Sure some sort of periodisation (resistance training cycle in this case) is good. However, normally a hypertrophy routine finishes with more reps less weight. A typical growth routine for a bodybuilder looks like - strength (4x5/6 sets x reps), power (4x2-4), hypertrophy (4x8-12). Often bodybuilders skip the power section for fear of injury. In your case though I'd do a few weeks circuit training/weights first and morph this into sets of 8. After 3/4 weeks increase the weight and drop the sets so you're at the (start) strength phase of the cycle. I forget how much time you said you had but what I've described will take 4 months.
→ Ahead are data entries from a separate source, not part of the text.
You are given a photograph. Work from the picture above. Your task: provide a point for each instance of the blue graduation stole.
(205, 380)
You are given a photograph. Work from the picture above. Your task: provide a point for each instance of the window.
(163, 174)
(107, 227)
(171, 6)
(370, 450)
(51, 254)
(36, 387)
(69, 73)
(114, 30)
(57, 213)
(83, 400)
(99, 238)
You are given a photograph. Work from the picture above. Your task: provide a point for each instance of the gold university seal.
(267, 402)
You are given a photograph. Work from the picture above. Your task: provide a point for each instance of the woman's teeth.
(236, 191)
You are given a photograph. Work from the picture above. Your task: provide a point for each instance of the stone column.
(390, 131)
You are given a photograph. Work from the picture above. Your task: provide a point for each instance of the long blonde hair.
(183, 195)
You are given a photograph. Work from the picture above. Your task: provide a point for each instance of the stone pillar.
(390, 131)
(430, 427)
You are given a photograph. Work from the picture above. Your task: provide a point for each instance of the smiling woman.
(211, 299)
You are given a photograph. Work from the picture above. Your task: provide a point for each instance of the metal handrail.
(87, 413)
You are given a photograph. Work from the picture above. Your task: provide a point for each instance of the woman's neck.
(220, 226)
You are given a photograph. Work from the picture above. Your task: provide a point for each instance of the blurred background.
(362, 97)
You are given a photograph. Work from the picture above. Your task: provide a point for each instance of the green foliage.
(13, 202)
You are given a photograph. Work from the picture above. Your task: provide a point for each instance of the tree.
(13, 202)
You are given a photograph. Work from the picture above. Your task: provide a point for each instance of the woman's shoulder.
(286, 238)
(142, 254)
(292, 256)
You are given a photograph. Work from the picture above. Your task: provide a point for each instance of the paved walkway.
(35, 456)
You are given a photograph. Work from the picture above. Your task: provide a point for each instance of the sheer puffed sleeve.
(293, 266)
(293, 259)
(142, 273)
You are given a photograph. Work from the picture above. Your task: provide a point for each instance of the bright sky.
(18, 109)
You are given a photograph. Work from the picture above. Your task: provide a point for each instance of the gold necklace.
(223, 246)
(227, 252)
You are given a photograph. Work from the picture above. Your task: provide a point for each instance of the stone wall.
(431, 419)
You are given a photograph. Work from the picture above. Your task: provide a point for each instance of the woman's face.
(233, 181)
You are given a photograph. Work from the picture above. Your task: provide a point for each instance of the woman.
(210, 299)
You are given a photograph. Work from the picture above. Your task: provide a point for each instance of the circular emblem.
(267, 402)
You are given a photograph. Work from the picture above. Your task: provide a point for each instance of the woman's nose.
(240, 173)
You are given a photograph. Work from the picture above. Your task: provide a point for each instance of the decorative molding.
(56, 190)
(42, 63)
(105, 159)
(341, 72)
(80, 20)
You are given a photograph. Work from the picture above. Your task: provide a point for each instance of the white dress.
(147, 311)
How much lean mass will you put on? There's no set formula as growth depends on a number of variables - intensity, technique, recovery, diet and your age. All that depends on you getting a good teacher, but you could put on up to a stone of lean mass in 3-4 months.
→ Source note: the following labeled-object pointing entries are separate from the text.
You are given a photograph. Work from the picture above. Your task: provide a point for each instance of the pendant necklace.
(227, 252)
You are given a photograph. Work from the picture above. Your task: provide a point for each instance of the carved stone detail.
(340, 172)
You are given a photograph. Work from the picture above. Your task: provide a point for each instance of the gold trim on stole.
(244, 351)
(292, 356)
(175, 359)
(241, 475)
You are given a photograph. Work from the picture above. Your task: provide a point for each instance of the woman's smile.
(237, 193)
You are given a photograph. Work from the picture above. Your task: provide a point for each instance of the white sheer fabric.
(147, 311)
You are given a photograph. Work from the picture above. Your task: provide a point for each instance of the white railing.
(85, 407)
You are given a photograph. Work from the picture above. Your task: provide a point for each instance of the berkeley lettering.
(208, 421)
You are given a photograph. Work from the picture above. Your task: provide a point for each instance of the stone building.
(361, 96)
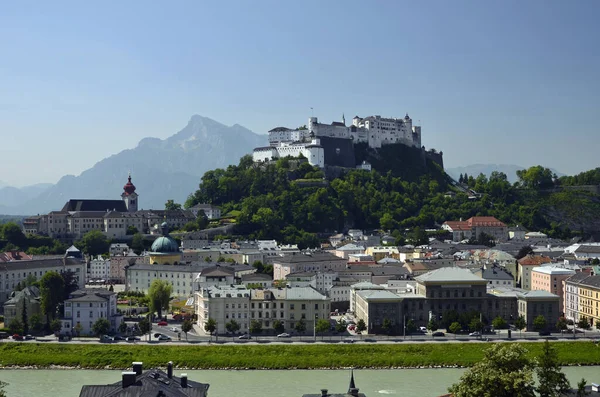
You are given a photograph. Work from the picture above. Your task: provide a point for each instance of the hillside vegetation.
(270, 204)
Like the way you work the stats btw, smile

otolith

Original Poster:

55,899 posts

203 months

Friday 24th June 2016
quotequote all
Thank you, that's very interesting. I should say, she isn't a bodybuilder but her partner is, and reviews her plans.

She said the objectives for the first four weeks were technique, endurance and fat loss. I was hoping that with the resistance training and high protein intake I could minimise muscle loss during this phase, but it appears to be doing better than that with some growth, albeit perhaps not at a sustainable level.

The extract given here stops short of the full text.